Adelsik hooked an arm in Henny’s and led her near two of the older children to sit. The girl didn’t protest. Tsianina and Gwen sat with them but Camlys and the others stayed on their feet with the guards. The Guana girls seemed very interested in the silver bangles that hung from Gwen’s braids and several touched her red hair tentatively. The new-oathed woman simply smiled at them.
Suddenly, Tsianina let out a curse. Just a short one, but the island woman had never used such language before, and Adelsik studied her with interest.
“What is it?” Gwen pushed her red braids behind her head and received giggles from the Guana children when they tinkled. She repeated herself when Tsianina sat staring at the wrapped herbs Elder Finlor had put out on the rock. When had she taken that? “Tsianina,” Gwen said with more force.
The island woman offered the herbs to Gwen. She had peeled the wrap open and dumped the herbs onto the ground. Gwen studied what was left of the wrapping.

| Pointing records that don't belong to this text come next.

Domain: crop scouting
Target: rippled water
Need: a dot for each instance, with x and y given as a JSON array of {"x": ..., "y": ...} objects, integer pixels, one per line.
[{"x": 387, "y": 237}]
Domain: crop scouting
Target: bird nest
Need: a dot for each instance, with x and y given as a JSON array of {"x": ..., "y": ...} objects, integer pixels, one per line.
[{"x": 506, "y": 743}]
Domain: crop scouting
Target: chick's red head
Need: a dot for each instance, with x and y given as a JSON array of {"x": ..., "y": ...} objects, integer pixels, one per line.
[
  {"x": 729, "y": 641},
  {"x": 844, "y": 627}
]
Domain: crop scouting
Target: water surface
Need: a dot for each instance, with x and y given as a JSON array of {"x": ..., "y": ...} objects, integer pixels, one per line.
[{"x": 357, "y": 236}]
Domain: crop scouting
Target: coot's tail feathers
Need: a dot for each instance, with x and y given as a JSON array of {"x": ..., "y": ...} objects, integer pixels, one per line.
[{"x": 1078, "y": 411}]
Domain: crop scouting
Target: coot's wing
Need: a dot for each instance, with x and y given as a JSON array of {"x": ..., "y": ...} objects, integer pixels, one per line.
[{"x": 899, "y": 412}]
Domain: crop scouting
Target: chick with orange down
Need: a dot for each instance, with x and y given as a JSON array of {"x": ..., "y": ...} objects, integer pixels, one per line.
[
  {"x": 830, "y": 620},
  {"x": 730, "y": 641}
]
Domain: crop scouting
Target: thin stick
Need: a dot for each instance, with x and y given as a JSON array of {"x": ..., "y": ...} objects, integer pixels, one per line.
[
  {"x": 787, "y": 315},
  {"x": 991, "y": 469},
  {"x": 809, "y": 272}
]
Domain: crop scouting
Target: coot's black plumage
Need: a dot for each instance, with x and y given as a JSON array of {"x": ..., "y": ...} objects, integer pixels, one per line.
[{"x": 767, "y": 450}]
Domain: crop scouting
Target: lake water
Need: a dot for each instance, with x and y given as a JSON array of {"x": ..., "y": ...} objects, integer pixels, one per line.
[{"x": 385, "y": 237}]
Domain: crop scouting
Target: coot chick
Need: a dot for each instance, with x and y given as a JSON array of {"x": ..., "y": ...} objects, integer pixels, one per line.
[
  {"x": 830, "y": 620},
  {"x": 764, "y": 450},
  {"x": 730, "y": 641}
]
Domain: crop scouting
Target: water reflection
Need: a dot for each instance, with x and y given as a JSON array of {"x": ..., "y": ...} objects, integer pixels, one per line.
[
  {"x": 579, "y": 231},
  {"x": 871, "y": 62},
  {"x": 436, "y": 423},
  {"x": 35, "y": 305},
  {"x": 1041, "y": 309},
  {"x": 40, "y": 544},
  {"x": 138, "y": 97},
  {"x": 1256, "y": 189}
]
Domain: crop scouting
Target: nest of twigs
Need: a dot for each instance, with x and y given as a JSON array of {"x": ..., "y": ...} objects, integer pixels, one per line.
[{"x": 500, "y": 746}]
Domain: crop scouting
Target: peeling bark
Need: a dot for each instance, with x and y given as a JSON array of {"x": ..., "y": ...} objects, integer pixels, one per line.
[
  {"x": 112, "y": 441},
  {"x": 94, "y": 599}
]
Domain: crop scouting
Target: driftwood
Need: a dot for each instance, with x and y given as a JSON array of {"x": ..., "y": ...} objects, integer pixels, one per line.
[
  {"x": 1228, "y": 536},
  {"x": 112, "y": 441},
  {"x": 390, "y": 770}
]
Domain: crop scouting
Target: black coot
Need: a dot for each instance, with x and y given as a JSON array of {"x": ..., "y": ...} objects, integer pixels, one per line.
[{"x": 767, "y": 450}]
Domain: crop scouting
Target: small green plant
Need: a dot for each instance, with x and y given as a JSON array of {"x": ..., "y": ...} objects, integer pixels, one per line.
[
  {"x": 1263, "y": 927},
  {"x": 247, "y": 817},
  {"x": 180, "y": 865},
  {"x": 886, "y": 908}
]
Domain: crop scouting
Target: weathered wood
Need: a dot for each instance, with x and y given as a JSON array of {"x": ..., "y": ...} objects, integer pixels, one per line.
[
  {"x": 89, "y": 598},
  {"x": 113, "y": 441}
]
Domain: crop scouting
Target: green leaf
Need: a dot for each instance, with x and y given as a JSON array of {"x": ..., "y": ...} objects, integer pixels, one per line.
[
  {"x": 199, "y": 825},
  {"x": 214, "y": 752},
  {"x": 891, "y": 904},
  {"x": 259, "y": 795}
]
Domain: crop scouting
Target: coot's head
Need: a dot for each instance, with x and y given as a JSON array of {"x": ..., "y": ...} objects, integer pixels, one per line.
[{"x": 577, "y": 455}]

Several heartbeats passed and Adelsik began to grow impatient. “Well?”
Gwen gazed at her and pushed the wrapping into her hand. There was writing on it, writing she couldn’t read. “I don’t understand.” Then she puffed out a noisy breath as she took in her two new-oathed sister’s gazes. “You mean—“
“Yes,” Gwen said under her breath. “The text.”
“Goddess, help us.” She gazed at the burnt paper again. There was nothing save a few odd letters. The rest had burned away.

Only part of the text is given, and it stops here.